No, but, leaving the late 20th century crap out of the argument, from time to time there are pieces that fit the Mass of the Day better than anything else that are not Catholic in origin. I.e., ANYTHING by Felix Mendelssohn who wrote a beautiful oratorio called "St. Paul" that has more than one movement that's in the standard repertoire. There's other pieces of his, including Hark, the Herald Angels Sing that work just fine and not many people complain about them. Most of them are done as anthems, or special pieces, not hymn singing. Doing without the spirituals and that sort of thing is probably not going to hurt anything.
If the goal here is pure, Catholic chant, it's going to be a bit of an uphill battle unless the parishes are willing to spend the money on musicians who know what they're doing. It's not as easy as it looks and after singing other genres accompanied, learning to connect the line and maintain pitch a cappella ain't easy. It takes a while to make it sound inspirational and there are choirs that can wreck chant. I heard it earlier this year and it was bad enough that there was banning involved.

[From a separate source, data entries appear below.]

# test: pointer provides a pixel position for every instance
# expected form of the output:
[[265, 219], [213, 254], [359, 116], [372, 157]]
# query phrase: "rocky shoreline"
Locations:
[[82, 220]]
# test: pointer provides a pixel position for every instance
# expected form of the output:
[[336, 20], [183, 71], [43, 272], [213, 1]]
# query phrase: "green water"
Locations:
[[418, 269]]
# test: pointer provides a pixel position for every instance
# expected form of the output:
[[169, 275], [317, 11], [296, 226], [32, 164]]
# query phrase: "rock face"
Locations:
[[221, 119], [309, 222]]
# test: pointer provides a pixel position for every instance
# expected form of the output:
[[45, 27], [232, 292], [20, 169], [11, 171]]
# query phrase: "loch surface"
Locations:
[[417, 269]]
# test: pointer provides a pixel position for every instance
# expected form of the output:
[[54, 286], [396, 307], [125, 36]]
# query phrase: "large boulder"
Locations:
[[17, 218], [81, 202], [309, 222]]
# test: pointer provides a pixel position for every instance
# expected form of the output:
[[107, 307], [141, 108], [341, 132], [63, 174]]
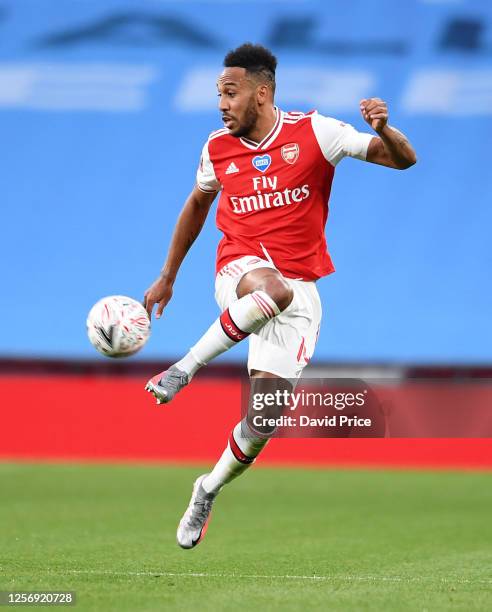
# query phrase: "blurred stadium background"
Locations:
[[104, 108]]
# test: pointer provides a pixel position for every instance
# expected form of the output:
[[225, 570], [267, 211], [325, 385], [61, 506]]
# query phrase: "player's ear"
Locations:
[[262, 93]]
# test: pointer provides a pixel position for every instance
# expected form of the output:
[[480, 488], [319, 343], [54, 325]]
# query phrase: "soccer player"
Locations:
[[274, 171]]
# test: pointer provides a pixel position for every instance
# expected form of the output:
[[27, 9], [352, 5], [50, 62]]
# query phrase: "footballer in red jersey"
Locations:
[[273, 170]]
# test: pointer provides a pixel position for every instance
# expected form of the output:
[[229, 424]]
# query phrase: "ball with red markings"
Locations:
[[118, 326]]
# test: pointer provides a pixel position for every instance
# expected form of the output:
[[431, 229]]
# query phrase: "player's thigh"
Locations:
[[230, 276], [285, 345]]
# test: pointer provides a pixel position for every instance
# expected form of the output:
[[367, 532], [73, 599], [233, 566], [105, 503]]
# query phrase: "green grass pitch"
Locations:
[[279, 539]]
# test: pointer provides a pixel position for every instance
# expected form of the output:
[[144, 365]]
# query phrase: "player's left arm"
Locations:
[[390, 148]]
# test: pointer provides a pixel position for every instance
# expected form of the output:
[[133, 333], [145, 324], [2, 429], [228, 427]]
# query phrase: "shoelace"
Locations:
[[174, 379], [201, 509]]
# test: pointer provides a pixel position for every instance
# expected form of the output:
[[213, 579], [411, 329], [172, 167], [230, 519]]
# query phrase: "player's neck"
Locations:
[[264, 125]]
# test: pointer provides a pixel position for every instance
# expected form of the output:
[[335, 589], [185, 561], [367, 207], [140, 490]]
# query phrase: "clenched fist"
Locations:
[[160, 292], [375, 112]]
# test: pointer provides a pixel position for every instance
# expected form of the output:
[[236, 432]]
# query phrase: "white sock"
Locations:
[[239, 455], [242, 318]]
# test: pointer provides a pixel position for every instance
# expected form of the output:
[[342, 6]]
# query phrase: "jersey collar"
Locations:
[[270, 137]]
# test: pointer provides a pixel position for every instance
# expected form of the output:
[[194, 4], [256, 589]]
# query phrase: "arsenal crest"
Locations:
[[290, 152]]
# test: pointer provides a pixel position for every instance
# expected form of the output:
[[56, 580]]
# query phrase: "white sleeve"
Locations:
[[338, 140], [205, 175]]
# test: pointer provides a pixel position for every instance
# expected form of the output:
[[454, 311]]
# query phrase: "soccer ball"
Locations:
[[118, 326]]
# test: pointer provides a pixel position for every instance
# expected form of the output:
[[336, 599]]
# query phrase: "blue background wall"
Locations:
[[104, 107]]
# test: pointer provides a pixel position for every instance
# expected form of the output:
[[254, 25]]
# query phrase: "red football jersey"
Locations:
[[274, 194]]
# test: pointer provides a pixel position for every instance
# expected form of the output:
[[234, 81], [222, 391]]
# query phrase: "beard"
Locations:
[[249, 122]]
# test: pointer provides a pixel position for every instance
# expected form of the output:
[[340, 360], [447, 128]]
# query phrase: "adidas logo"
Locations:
[[232, 168]]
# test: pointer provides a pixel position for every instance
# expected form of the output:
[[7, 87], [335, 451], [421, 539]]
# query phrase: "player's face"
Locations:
[[237, 101]]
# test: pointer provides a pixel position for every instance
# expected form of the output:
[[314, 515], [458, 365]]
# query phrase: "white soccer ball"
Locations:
[[118, 326]]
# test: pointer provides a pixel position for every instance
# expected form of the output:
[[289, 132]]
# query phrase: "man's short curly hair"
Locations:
[[256, 60]]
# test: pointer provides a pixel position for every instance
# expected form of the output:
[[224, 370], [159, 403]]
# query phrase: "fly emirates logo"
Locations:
[[271, 198]]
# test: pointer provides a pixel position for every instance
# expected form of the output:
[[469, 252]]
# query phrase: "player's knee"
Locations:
[[278, 289]]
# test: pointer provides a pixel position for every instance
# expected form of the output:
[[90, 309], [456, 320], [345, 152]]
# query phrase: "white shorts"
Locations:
[[285, 344]]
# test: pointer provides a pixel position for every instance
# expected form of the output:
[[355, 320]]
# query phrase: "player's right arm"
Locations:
[[188, 226]]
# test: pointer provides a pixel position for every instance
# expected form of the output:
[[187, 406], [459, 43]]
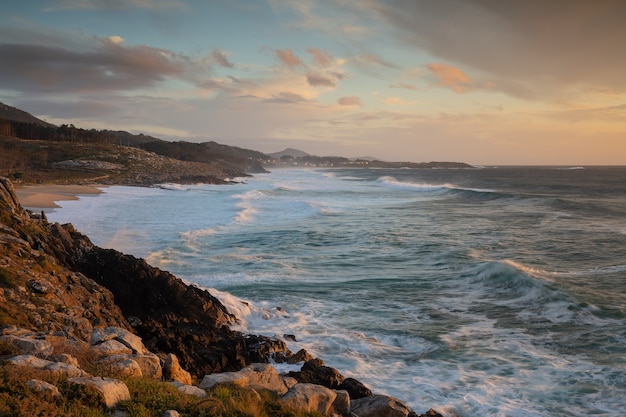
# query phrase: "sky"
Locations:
[[486, 82]]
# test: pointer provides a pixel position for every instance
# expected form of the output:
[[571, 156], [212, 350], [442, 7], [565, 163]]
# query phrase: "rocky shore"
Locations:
[[61, 297]]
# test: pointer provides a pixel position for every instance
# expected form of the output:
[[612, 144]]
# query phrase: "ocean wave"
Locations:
[[392, 182]]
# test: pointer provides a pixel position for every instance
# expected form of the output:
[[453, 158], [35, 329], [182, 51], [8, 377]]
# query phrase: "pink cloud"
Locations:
[[320, 57], [288, 58], [350, 101], [451, 77], [318, 80]]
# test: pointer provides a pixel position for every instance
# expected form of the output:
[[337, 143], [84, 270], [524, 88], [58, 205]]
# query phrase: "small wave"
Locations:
[[394, 183]]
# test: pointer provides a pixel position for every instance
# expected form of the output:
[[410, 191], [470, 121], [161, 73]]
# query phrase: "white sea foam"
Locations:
[[472, 309]]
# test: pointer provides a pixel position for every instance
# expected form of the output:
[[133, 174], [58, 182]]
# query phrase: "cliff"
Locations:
[[52, 278]]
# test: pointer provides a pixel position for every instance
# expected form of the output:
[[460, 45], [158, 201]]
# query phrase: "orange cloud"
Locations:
[[350, 101], [322, 58], [451, 77], [287, 57]]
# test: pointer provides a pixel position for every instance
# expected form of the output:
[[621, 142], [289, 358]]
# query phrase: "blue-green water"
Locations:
[[495, 291]]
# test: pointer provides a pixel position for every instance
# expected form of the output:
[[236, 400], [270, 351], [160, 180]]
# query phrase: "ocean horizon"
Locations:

Beware of idealizing this. It's a lot of work and it's going to take the bishops' taste to change before it all gets worked out.

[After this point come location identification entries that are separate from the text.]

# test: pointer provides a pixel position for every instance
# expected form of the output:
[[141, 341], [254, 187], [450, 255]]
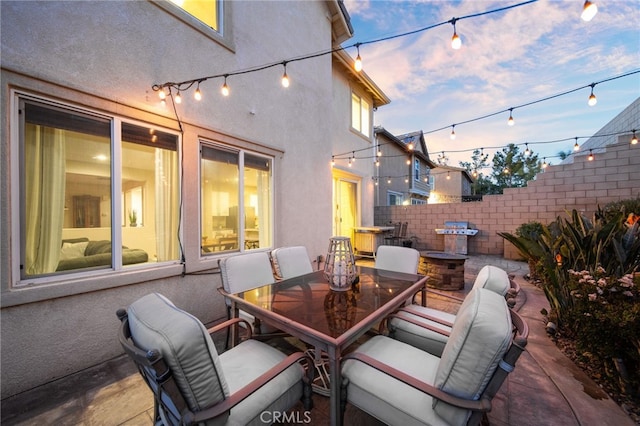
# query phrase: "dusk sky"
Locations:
[[507, 59]]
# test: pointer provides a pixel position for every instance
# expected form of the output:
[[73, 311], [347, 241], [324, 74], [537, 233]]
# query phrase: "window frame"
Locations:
[[222, 36], [241, 152], [117, 270]]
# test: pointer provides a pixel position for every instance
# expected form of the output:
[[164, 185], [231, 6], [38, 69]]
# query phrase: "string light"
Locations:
[[285, 77], [357, 65], [225, 88], [589, 10], [456, 41], [592, 98]]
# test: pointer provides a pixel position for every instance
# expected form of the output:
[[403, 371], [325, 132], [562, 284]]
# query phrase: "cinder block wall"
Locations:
[[583, 185]]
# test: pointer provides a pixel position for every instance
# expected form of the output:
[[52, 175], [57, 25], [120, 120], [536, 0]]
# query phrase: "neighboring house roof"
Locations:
[[341, 28], [378, 96], [464, 172]]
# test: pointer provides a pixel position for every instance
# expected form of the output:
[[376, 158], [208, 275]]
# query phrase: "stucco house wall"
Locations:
[[105, 56]]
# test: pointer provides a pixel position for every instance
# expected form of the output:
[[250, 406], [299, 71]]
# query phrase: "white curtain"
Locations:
[[167, 204], [44, 197]]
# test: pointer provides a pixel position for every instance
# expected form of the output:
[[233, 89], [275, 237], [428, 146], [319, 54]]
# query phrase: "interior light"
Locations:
[[456, 41], [285, 77], [592, 98], [225, 88], [358, 64], [589, 10]]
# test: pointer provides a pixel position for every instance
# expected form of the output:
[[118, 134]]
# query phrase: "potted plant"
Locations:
[[133, 218]]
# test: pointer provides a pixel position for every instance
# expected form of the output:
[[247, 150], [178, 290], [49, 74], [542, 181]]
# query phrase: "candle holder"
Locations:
[[340, 265]]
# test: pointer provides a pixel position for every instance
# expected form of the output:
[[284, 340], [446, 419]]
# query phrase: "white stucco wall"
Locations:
[[106, 56]]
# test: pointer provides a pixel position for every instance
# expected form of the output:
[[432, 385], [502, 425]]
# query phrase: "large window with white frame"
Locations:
[[97, 192], [360, 115], [236, 200]]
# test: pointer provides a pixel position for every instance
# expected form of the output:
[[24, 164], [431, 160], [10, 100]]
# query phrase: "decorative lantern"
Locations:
[[340, 265]]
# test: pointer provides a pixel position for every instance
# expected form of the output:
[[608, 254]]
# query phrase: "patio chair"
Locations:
[[290, 262], [397, 259], [414, 324], [244, 272], [403, 385], [192, 383]]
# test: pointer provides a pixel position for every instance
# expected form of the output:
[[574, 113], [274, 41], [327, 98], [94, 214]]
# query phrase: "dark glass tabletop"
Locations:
[[309, 301]]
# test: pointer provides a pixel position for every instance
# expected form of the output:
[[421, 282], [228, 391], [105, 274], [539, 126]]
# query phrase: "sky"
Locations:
[[507, 59]]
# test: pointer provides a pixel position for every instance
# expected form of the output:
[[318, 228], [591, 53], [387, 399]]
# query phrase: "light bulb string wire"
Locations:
[[187, 84], [511, 109]]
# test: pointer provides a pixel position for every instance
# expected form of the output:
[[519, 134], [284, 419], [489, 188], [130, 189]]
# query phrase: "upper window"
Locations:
[[236, 200], [360, 115], [206, 11], [71, 166]]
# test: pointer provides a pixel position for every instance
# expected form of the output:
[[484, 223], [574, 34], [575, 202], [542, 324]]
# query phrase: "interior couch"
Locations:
[[81, 253]]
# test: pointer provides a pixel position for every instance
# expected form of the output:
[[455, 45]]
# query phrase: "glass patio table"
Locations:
[[305, 307]]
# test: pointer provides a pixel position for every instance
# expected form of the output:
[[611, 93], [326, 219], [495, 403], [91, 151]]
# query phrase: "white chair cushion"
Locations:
[[290, 262], [156, 323], [246, 362], [386, 398], [398, 259], [494, 279], [480, 336]]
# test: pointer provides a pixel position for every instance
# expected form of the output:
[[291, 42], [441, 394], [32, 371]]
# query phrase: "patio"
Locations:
[[545, 388]]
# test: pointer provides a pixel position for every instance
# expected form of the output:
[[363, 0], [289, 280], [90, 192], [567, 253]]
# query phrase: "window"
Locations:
[[206, 11], [71, 163], [394, 198], [360, 115], [236, 200]]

As a bonus, include that insipid hymn that re-uses the theme from the 4th Movement of Beethoven's 9th Symphony (Joyful, joyful, or some such title). Why somebody would use a melody written to support a poem by Schiller as the basis for a "spiritual" song is beyond me. (And, yes, I dearly love the symphony, but within a Catholic Church? Really?????) -- read up on Schiller a little bit and my objection may not seem so ridiculous.
Plus there are people like myself, who grew up under the shadow of VC2, and even in the music ministry that I am in, the minister that has just retired and the one coming in, did very mininmal Latin-related chants at best.